It would be an understatement to say that I have much be thankful for this year. After four years of infertility, I feel so blessed to be a mother.
I am grateful for my husband. It hasn't been easy. We've had our ups and downs. But I love you with all of my heart, and it makes me so happy to see you with K. You are the best dad.
I am grateful for T, for giving us the gift of parenthood. While we don't keep in touch as often as I'd like, I think about her every single day, as well as her other children.
I am grateful for my family members and close friends. Those who've been there through all of the waiting and who've welcomed K into their lives with open arms and so much love.
And, of course, I am forever grateful for K. She has taught me so much in her short, four-and-a-half month life. She's filled the hole in my heart. She's taught me how to be a better person. She's taught me how to love again. Truly.
I also incredibly grateful for all of you. This would not have been possible without your love and support. If it weren't for this community, I would have thrown in the towel a long time ago. But you pushed me. You encouraged me. You told me that I could be a mom if that's what I wanted, if I put my mind to it.

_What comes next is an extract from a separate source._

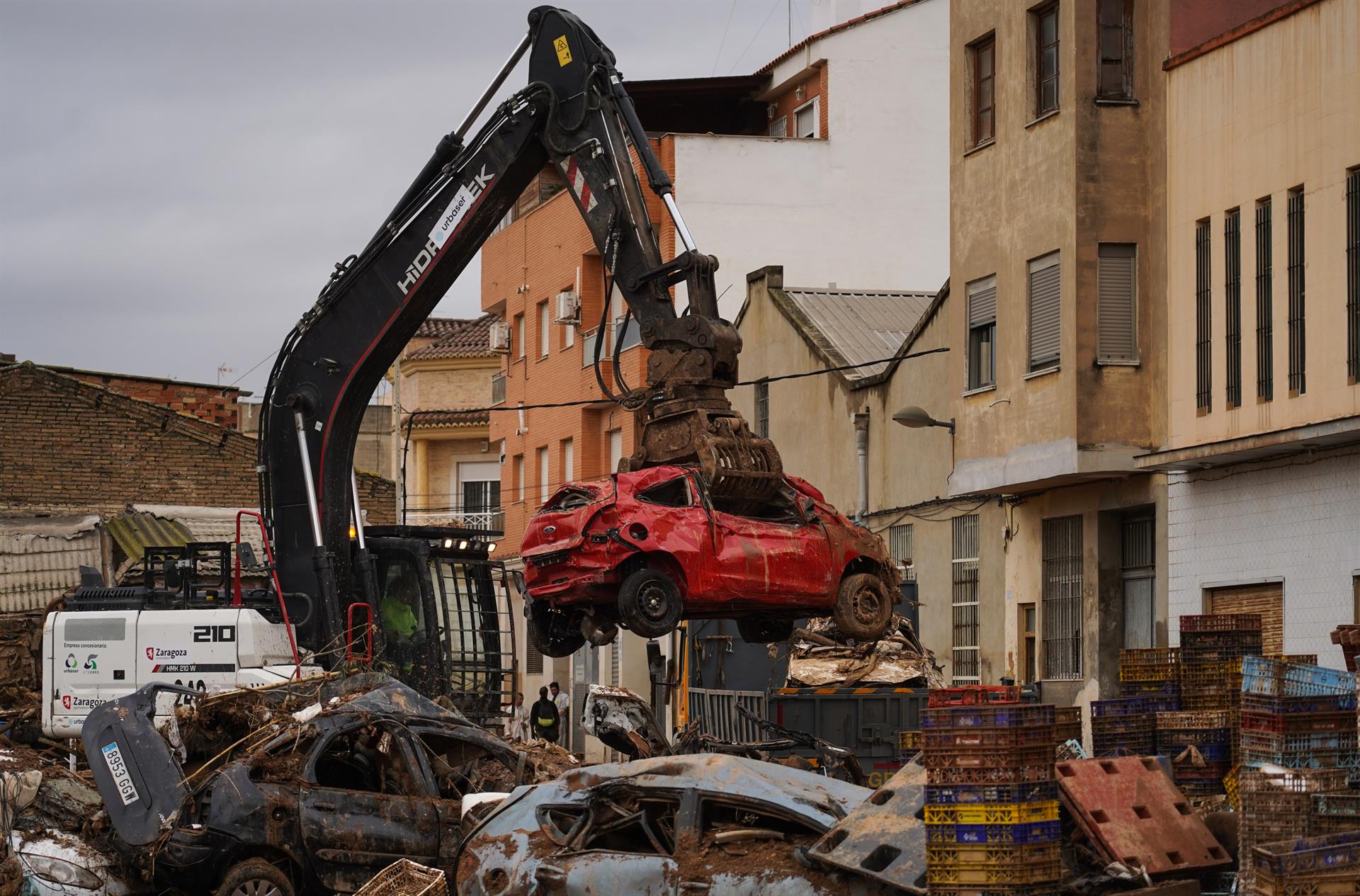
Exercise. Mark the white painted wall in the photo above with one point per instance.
(1288, 520)
(868, 207)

I know that, for many of you, this holiday is the beginning of a very difficult time of year. You're still in the trenches. You're still waiting for that miracle. I get it. Believe me. I spent four holiday seasons in your shoes. Take care of yourselves. Don't push your emotions. Protect your heart in whatever way you need to. And know that while I'm celebrating with my family, part of my heart is with you. Because I haven't forgotten the pain or the struggle. I will never forget.
Love you all. Thank you. And to those still fighting? Fierce hugs. I would give anything I could for your fight to end in peace, happiness, and parenthood. That is my wish for this holiday season.